Nous donnons ici (64) un des arcs-boutants de la cathédrale de Clermont-Ferrand, construits comme toute cette église en lave de Volvic.
Un des arcs-boutants de la cathédrale de Narbonne (65), construits en pierre de Sainte-Lucie, qui est un calcaire fort résistant. Quant au choeur de la cathédrale de Limoges, il est bâti en granit. Dans l'un comme dans l'autre de ces arcs-boutants, les piles A reposent sur les piles de tête des chapelles, et le vide AB se trouve au-dessus de la partie mince des murs de séparation de ces chapelles, comme à Amiens. Ces constructions sont exécutées avec une irréprochable précision. Alors, au XIVe siècle, l'arc-boutant, sous le point de vue de la science, avait atteint le dernier degré de la perfection; vouloir aller plus loin, c'était tomber dans l'abus; mais les constructeurs du moyen âge n'étaient pas gens à s'arrêter en chemin. Évidemment ces étais à demeure étaient une accusation permanente du système général adopté dans la construction de leurs grandes églises; ils s'évertuaient à les dissimuler, soit en les chargeant d'ornements, soit en les masquant avec une grande adresse, comme à la cathédrale de Reims, par des têtes de contre-forts qui sont autant de chefs-d'oeuvre, soit en les réduisant à leur plus simple expression, en leur donnant alors la roideur que doit avoir un étai. C'est ce dernier parti qui fut franchement admis au XIVe siècle dans la construction des arcs-boutants de l'église de Saint-Urbain de Troyes (66).

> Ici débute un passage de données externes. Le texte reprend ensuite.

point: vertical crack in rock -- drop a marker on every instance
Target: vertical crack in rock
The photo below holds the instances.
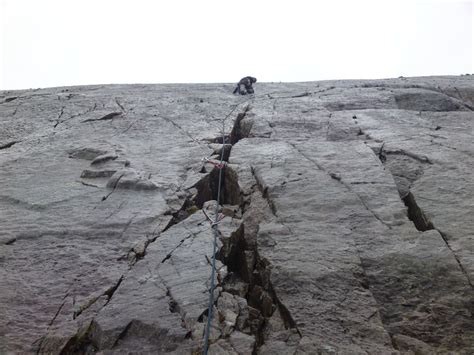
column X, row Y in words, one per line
column 416, row 215
column 122, row 108
column 8, row 145
column 241, row 129
column 414, row 211
column 58, row 119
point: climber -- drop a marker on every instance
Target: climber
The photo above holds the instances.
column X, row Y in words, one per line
column 244, row 86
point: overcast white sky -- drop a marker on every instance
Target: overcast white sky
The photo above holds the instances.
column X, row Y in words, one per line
column 47, row 43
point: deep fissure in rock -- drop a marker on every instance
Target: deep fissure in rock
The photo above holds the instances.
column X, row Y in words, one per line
column 241, row 129
column 207, row 188
column 416, row 214
column 8, row 145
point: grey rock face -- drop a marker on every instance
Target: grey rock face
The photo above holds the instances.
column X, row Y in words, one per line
column 346, row 218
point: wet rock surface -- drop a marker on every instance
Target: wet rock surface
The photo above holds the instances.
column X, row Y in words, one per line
column 346, row 218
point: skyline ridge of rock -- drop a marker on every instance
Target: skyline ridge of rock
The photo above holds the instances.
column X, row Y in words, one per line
column 348, row 218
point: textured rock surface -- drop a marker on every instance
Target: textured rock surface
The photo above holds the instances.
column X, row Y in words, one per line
column 347, row 218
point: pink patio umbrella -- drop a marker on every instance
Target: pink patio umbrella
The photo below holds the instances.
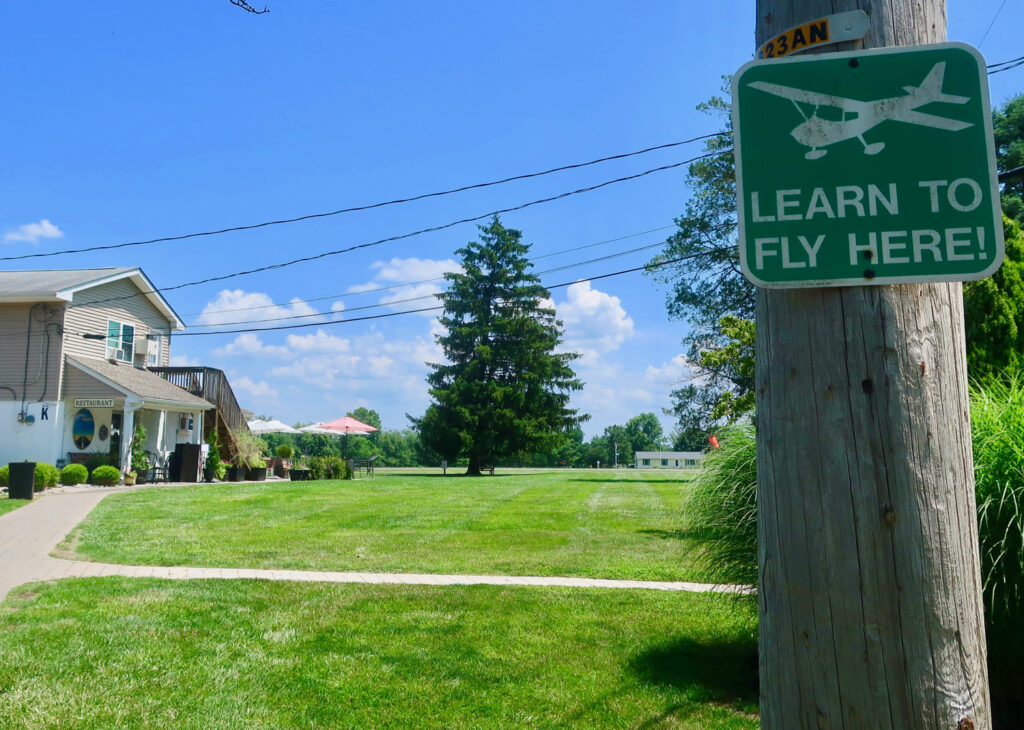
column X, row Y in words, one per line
column 344, row 426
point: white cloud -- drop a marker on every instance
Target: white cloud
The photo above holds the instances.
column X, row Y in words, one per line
column 595, row 321
column 317, row 342
column 249, row 344
column 411, row 269
column 32, row 232
column 261, row 389
column 239, row 305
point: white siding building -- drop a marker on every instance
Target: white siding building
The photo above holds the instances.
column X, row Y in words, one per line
column 668, row 460
column 73, row 367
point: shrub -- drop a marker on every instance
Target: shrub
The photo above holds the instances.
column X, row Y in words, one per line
column 105, row 475
column 250, row 448
column 722, row 508
column 139, row 458
column 213, row 463
column 74, row 474
column 329, row 468
column 97, row 460
column 997, row 422
column 46, row 476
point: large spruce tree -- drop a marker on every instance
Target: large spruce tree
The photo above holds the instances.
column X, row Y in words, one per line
column 504, row 390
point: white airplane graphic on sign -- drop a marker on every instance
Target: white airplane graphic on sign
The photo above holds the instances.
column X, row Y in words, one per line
column 858, row 117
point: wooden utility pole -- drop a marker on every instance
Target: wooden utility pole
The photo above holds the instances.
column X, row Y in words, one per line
column 869, row 594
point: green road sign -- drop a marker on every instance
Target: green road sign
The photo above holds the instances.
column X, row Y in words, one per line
column 868, row 167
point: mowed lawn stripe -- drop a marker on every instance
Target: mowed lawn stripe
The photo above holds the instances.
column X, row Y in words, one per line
column 118, row 652
column 624, row 525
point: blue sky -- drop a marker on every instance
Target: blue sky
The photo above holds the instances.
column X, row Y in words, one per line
column 128, row 121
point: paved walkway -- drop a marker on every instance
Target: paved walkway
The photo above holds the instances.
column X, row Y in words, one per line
column 30, row 533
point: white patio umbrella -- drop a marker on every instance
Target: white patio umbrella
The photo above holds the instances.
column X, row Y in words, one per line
column 260, row 427
column 339, row 427
column 317, row 428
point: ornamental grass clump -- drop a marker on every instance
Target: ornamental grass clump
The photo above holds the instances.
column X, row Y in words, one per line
column 997, row 426
column 722, row 511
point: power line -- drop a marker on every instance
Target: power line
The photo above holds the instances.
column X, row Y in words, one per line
column 1004, row 62
column 425, row 296
column 1007, row 66
column 1001, row 5
column 645, row 267
column 421, row 231
column 371, row 206
column 422, row 281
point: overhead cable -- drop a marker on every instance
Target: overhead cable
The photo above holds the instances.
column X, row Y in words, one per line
column 645, row 267
column 371, row 206
column 422, row 281
column 421, row 231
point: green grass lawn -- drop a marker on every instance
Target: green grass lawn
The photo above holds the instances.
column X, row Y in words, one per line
column 624, row 524
column 134, row 653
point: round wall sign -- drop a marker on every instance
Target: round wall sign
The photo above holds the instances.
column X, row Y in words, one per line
column 83, row 428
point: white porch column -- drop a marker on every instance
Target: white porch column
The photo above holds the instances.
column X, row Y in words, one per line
column 127, row 432
column 161, row 430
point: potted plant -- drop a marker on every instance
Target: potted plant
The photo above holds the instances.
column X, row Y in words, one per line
column 250, row 457
column 212, row 465
column 299, row 470
column 139, row 459
column 282, row 464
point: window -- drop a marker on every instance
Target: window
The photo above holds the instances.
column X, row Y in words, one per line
column 120, row 341
column 153, row 345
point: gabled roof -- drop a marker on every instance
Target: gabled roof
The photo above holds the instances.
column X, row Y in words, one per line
column 135, row 381
column 61, row 285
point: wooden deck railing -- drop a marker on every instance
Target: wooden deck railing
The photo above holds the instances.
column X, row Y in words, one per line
column 210, row 384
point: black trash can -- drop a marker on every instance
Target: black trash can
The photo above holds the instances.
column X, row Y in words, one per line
column 23, row 480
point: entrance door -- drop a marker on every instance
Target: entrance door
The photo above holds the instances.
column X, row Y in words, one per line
column 117, row 419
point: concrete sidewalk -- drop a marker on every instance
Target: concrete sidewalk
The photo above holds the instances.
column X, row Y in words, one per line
column 30, row 533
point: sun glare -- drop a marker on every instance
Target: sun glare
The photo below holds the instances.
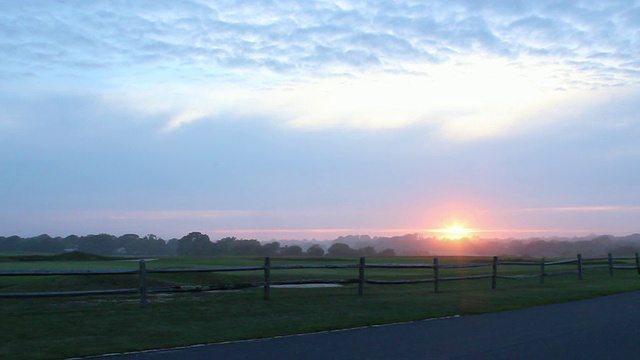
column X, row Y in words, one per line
column 455, row 232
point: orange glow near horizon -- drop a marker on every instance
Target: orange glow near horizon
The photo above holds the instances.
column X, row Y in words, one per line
column 455, row 232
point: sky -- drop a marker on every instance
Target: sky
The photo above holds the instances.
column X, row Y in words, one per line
column 317, row 119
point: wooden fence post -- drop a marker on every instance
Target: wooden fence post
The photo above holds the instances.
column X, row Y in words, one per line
column 436, row 275
column 361, row 277
column 143, row 283
column 580, row 266
column 610, row 256
column 267, row 278
column 494, row 272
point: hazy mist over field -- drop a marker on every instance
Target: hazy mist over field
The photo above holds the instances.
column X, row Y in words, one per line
column 298, row 119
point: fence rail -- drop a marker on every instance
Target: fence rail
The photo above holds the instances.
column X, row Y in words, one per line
column 361, row 280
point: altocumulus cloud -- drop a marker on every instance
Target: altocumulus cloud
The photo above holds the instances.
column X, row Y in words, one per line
column 288, row 96
column 192, row 60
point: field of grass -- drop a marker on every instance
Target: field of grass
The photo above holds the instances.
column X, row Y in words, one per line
column 53, row 328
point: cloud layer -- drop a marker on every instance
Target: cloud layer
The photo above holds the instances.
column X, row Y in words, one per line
column 318, row 114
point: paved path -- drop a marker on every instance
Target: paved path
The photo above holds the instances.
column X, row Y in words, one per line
column 602, row 328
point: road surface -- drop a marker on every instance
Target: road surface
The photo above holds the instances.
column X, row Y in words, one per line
column 607, row 327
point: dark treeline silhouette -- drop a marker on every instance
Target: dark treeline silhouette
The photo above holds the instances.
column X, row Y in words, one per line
column 199, row 244
column 193, row 244
column 420, row 245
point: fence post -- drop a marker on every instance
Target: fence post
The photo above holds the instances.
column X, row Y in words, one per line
column 143, row 283
column 436, row 275
column 580, row 266
column 494, row 272
column 267, row 278
column 361, row 276
column 610, row 256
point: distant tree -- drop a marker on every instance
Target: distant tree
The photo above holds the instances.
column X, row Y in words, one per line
column 367, row 251
column 341, row 249
column 246, row 247
column 195, row 244
column 271, row 249
column 315, row 250
column 102, row 244
column 293, row 250
column 387, row 252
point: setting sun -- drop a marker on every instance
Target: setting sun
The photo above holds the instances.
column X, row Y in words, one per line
column 455, row 232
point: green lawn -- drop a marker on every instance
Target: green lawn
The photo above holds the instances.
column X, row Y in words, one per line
column 54, row 328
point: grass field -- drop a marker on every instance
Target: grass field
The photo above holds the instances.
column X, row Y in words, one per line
column 53, row 328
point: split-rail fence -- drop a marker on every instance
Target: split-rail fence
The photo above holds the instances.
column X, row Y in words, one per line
column 578, row 265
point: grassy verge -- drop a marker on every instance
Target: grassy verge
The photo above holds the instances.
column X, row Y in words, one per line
column 64, row 327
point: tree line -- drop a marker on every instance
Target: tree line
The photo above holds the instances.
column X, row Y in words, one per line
column 193, row 244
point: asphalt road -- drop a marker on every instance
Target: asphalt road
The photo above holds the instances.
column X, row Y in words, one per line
column 607, row 327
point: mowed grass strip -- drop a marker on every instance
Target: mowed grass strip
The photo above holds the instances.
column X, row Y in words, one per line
column 55, row 328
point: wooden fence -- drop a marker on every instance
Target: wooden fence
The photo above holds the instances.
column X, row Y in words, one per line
column 579, row 265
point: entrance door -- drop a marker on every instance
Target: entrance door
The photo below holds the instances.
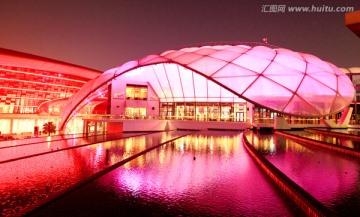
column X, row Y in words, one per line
column 239, row 116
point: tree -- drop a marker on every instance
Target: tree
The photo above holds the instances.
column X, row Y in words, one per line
column 49, row 128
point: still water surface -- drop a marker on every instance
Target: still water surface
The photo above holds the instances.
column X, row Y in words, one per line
column 203, row 174
column 331, row 178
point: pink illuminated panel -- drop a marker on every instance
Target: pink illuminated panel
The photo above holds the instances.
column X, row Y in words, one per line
column 278, row 79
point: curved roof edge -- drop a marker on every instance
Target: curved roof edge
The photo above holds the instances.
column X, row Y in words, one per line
column 20, row 59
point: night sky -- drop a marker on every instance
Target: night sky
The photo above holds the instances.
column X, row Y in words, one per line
column 105, row 34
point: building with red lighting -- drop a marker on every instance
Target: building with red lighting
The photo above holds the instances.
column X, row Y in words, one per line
column 34, row 89
column 240, row 85
column 245, row 83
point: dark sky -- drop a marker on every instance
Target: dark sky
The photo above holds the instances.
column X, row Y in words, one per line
column 103, row 34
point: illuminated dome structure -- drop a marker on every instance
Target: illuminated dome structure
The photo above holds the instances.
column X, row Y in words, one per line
column 278, row 79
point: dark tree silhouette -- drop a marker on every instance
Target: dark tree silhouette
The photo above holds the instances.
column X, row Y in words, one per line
column 49, row 128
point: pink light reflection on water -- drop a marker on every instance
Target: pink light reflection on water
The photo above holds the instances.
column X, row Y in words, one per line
column 221, row 180
column 25, row 182
column 329, row 177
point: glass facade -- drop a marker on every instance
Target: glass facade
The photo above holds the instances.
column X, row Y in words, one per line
column 204, row 111
column 23, row 90
column 136, row 92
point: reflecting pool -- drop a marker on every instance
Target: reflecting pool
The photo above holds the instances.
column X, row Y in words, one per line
column 202, row 174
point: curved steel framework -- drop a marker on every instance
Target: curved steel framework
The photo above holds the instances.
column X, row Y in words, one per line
column 275, row 78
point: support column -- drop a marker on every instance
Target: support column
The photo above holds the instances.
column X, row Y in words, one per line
column 11, row 125
column 95, row 128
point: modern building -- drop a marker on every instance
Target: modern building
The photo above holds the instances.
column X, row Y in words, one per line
column 244, row 82
column 33, row 90
column 223, row 86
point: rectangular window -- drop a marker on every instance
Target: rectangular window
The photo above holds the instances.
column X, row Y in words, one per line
column 136, row 92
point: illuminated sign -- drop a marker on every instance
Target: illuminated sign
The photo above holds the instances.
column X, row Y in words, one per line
column 118, row 95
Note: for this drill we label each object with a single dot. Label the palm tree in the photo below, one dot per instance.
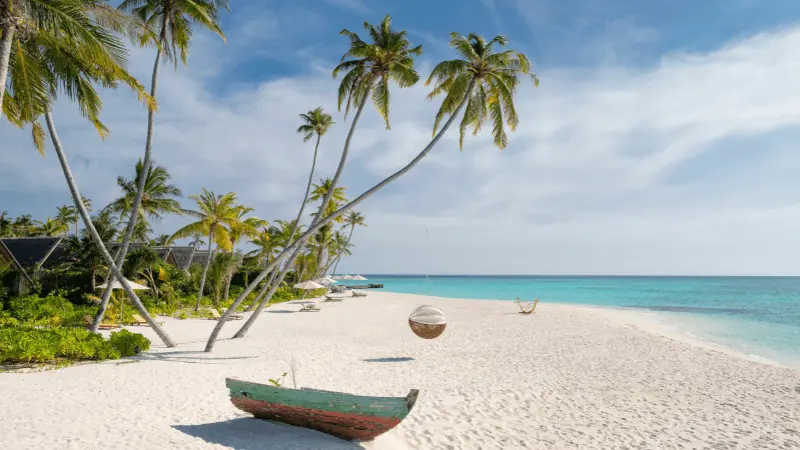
(69, 51)
(321, 190)
(352, 220)
(5, 225)
(197, 239)
(388, 55)
(162, 240)
(68, 215)
(240, 228)
(215, 212)
(495, 74)
(51, 227)
(89, 253)
(156, 201)
(340, 246)
(315, 123)
(173, 21)
(23, 226)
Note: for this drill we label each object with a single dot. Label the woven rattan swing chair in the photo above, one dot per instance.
(528, 308)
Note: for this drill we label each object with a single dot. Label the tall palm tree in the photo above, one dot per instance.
(68, 215)
(352, 220)
(242, 227)
(24, 226)
(321, 190)
(495, 74)
(50, 227)
(340, 247)
(161, 240)
(173, 21)
(388, 56)
(68, 52)
(157, 200)
(315, 123)
(215, 212)
(5, 225)
(197, 239)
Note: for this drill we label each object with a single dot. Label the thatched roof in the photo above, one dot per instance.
(201, 257)
(183, 256)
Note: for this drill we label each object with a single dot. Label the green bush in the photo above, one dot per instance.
(52, 310)
(37, 345)
(129, 344)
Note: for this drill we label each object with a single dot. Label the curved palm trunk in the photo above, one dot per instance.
(347, 244)
(134, 213)
(205, 270)
(317, 220)
(5, 54)
(93, 232)
(263, 274)
(338, 213)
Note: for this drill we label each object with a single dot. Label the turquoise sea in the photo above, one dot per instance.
(758, 316)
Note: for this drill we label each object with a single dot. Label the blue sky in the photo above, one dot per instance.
(662, 139)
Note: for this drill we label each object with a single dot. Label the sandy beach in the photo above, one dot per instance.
(565, 377)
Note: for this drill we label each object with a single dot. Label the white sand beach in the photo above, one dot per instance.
(564, 377)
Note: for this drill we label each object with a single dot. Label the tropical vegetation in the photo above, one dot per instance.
(70, 47)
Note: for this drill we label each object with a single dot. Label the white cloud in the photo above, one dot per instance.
(612, 170)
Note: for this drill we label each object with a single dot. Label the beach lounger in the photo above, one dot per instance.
(215, 315)
(527, 309)
(309, 307)
(139, 320)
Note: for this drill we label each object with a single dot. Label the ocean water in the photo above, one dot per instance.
(757, 316)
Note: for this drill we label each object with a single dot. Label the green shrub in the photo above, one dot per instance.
(37, 345)
(52, 310)
(129, 344)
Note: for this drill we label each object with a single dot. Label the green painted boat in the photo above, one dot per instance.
(346, 416)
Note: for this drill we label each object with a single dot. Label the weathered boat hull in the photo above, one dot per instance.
(345, 416)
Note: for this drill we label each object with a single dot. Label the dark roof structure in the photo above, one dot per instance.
(183, 256)
(23, 254)
(200, 257)
(165, 253)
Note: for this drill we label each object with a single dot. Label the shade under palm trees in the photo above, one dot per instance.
(214, 214)
(352, 220)
(506, 68)
(388, 55)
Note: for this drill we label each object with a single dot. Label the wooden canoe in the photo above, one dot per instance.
(346, 416)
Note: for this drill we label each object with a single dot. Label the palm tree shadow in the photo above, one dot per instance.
(187, 358)
(254, 434)
(392, 359)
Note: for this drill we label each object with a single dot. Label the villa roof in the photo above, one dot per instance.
(31, 251)
(183, 256)
(200, 257)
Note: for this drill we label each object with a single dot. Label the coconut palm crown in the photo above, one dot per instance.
(389, 55)
(491, 79)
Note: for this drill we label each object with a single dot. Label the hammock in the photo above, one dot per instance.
(528, 308)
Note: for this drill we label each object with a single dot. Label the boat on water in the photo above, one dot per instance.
(346, 416)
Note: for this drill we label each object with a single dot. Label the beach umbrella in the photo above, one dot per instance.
(117, 285)
(309, 285)
(427, 322)
(326, 280)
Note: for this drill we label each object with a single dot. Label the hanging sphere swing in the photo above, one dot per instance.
(427, 322)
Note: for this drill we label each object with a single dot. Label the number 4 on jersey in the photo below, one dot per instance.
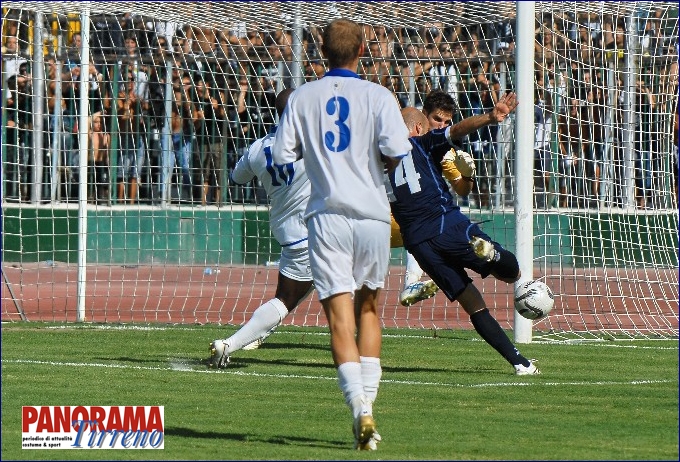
(406, 174)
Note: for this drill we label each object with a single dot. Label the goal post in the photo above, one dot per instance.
(524, 147)
(116, 204)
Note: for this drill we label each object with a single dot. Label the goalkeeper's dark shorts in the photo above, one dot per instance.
(446, 257)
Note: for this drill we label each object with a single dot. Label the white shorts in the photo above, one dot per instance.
(347, 253)
(294, 264)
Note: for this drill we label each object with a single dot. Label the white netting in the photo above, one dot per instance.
(178, 90)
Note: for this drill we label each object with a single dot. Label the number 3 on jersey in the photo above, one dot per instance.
(339, 107)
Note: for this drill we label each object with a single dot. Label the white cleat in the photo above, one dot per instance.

Que l'on veuille bien examiner cette figure, et l'on verra que l'arc-boutant se compose d'un petit nombre de morceaux de pierre; ce n'est plus, comme dans tous les arcs précédents, une succession de claveaux peu épais, conservant une certaine élasticité, mais au contraire des pierres posées bout à bout, et acquérant ainsi les qualités d'un étai de bois. Ce n'est plus par la charge que l'arc conserve sa rigidité, mais par la combinaison de son appareil. Ici, la buttée n'est pas obtenue au moyen de l'arc ABC, mais par l'étai de pierre DE. L'arc ABC, dont la flexibilité est d'ailleurs neutralisée par l'horizontale BG et le cercle F, n'est là que pour empêcher l'étai DE de fléchir. Si l'architecte qui a tracé cet arc-boutant eût pu faire tailler le triangle DBG dans un seul morceau de pierre, il se fût dispensé de placer le lien AB. Toutefois, pour oser appareiller un arc-boutant de cette façon, il fallait être bien sûr du point de la poussée de la voûte et de la direction de cette poussée, car si ce système de buttée eût été placé un peu au-dessus ou au-dessous de la poussée, si la ligne DE n'eût pas été inclinée suivant le seul angle qui lui convenait, il y aurait eu rupture au point B. Pour que cette rupture n'ait pas eu lieu, il faut supposer que la résultante des pressions diverses de la voûte agit absolument suivant la ligne DE. Ce n'est donc pas trop s'avancer que de dire: le système de l'arc-boutant, au XIVe siècle, était arrivé à son développement le plus complet. Mais on peut avoir raison suivant les règles absolues de la géométrie, et manquer de sens.